Aangezien The Beatles volgens hun contract nog een film moeten maken, stelt de actieve en ijverige Paul McCartney voor om de repetities voor een nieuw concert door camera’s en bandrecorders te laten registreren, zodat alle fans er getuige van kunnen zijn hoe The Beatles terugkeren naar het podium: ‘Get Back’. Begin januari starten (voor het eerst zonder producer George Martin) de opnamen in de grote en kille Twickenham Filmstudio’s en de fans zijn er inderdaad getuige van... hoe de groep uit elkaar spat! Spanningen en ruzies (tussen George Harrison en Paul McCartney) tonen schaamteloos hoever de jongens van elkaar af zijn komen te staan en dat niemand in staat is de orde te bewaken. Met de terugkeer in de Apple-platenstudio en de muzikale en mentale steun van toetsenist Billy Preston gaat het wat beter en komt het zelfs toch nog tot een optreden: het rooftop concert van 30 januari 1969 op het dak van het Apple-gebouw in Londen. De elpee ‘Get Back’ komt niet uit en The Beatles gaan hun eigen weg: Ringo speelt zijn eerste hoofdrol in de film ‘The Magic Christian’ met Peter Sellers; Paul trouwt op 12 maart met de Amerikaanse fotografe Linda Eastman; John en Yoko trouwen op 20 maart in Gibraltar en houden vanaf 26 maart tijdens hun huwelijksreis in het Hilton hotel in Amsterdam hun ‘Bed Peace’-actie: ze liggen een hele week in bed als vredesdemonstratie. Maar de Beatles-muziek blijft scoren en de single ‘Get Back’ die in april verschijnt wordt weer een nummer 1-hit. John heeft over zijn huwelijk een song geschreven en die samen met Paul (Ringo was bezig met filmopnamen, George was op vakantie) opgenomen: ‘Ballad of John and Yoko’, een zomerhit voor The Beatles.

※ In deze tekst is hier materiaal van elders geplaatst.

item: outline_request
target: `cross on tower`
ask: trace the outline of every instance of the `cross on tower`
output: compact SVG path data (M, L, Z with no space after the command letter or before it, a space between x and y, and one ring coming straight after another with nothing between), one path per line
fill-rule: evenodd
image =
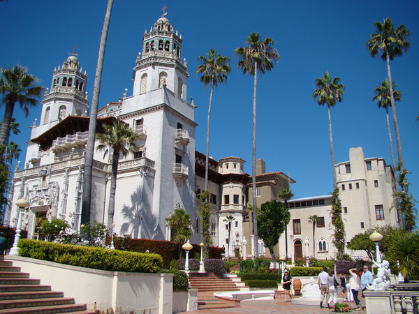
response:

Zelf scoort John diezelfde zomer met de Plastic Ono Band een eigen hit: ‘Give peace a chance’, opgenomen tijdens een Bed-In in Montreal, Canada. In het najaar duiken in Amerika voor het eerst geruchten op dat Paul McCartney dood zou zijn: drie jaar eerder zou hij bij een auto-ongeluk om het leven zijn gekomen. The Beatles zelf leggen alle geschillen van de ‘Get Back’-sessies bij en willen nog één wereldplaat afleveren. Die komt eind september uit: ‘Abbey Road’. Hierop ook ‘Something’ van George Harrison, die hiermee de kroon op zijn Beatleswerk geplaatst ziet, want het is ‘zijn’ eerste en tevens laatste Beatlessingle. Kant 2 bevat een medley van onafgemaakte songs die aan elkaar zijn geregen. De plaat eindigt heel veelzeggend met ‘The End’, dat ook daadwerkelijk het laatste nummer is dat The Beatles samen hebben opgenomen. John Lennon kondigt intern aan uit de groep te willen stappen, maar het nieuws wordt stilgehouden. Na een promotionele fotosessie in september 1969 worden de leden echter niet meer samen gezien.